ORT Russia and Cisco Sign New Initiative
ORT students in Russia are joining the “world’s largest classroom” thanks to an agreement signed with American technology company Cisco. The Memorandum of Understanding will see Cisco provide free access to educational material in its Networking Academy and ORT play an integral role in Cisco’s plan to treble the number of its academies in Russia by mid-2014.
Six institutions in the ORT network have already started offering Cisco courses, including schools in Kazan and Moscow, the Tula Vocational Training Boarding School for Deaf Children, and ORT-Keshernet centers in Tula and Tambov.
“Often schools are divorced from the real world,” said ORT Russia National Director Dr Sergey Gorinskiy, who signed the agreement with Cisco’s director of Government Affairs, Mikhail Pakhomov. “Our partnership with Cisco builds a bridge between our schools and the real world.”

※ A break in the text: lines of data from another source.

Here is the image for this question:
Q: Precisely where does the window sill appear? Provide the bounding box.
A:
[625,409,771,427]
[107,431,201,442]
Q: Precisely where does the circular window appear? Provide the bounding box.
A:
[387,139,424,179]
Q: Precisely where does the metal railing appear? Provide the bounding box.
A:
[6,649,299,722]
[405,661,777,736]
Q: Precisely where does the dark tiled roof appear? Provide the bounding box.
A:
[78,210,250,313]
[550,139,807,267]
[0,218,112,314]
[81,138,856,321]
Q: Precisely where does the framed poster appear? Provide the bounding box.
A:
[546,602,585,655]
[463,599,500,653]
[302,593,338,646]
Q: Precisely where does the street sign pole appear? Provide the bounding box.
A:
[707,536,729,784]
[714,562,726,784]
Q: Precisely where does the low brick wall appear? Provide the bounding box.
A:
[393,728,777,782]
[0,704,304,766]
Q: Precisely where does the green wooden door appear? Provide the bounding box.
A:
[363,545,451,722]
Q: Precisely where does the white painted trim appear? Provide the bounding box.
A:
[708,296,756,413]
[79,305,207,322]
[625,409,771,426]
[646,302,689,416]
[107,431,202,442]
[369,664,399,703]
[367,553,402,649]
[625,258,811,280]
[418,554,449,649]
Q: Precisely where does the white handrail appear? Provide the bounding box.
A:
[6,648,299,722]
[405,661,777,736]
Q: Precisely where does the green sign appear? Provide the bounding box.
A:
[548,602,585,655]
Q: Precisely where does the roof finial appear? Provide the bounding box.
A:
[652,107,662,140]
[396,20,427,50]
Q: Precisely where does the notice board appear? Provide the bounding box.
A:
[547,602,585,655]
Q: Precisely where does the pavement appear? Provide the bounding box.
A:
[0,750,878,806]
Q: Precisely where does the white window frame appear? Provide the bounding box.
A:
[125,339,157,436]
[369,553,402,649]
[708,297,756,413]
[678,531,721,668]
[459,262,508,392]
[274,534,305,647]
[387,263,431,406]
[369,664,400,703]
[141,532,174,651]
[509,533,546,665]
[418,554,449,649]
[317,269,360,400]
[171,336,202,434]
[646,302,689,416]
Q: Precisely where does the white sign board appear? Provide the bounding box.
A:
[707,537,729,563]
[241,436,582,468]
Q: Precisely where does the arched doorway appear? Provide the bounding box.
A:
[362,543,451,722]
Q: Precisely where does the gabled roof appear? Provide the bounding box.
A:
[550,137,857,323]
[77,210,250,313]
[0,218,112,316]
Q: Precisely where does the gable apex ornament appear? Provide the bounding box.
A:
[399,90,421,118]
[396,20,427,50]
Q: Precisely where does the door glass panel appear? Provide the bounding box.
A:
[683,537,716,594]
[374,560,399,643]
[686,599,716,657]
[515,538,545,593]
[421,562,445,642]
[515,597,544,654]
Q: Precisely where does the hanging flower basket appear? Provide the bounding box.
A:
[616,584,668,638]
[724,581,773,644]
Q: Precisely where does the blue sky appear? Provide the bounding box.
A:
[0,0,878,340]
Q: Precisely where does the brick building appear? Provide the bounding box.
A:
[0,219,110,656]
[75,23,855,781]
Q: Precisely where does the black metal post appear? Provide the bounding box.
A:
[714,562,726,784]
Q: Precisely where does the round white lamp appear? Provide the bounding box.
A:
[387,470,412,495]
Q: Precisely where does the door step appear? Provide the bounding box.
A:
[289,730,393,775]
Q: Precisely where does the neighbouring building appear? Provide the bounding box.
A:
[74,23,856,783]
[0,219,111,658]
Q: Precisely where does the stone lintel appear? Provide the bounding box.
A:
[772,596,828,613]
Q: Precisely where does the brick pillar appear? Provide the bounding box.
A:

“We plan to teach our students Cisco’s CCNA-level courses, giving them practical professional expertise which will give them a head start in seeking work whether embarking on a career or as a way of paying their way through university as well as develop career skills such as problem solving, collaboration and critical thinking,” Dr Gorinskiy told eJP.
The partnership with Cisco is the latest piece in a mosaic of collaboration undertaken by ORT in the Former Soviet Union with the world’s leading IT companies.
ORT Russia has already established concrete partnerships with Microsoft, Hewlett-Packard, Kaspersky Lab, and IBS/Luxoft which draw in cutting edge resources and expertise to the organization’s schools and programs.
“Working together with these great companies not only raises the practical value of what we are able to teach our students, it also enables us to create warm relationships between our schools and the companies themselves: students go on trips to their offices to get a feel for what working there would be really like. And it’s increasingly common for them to meet there former ORT students who are establishing successful careers. It’s inspiring for them to see people just a few years older than they are, who attended their own school not so long ago, doing well in life,” Dr Gorinskiy continued.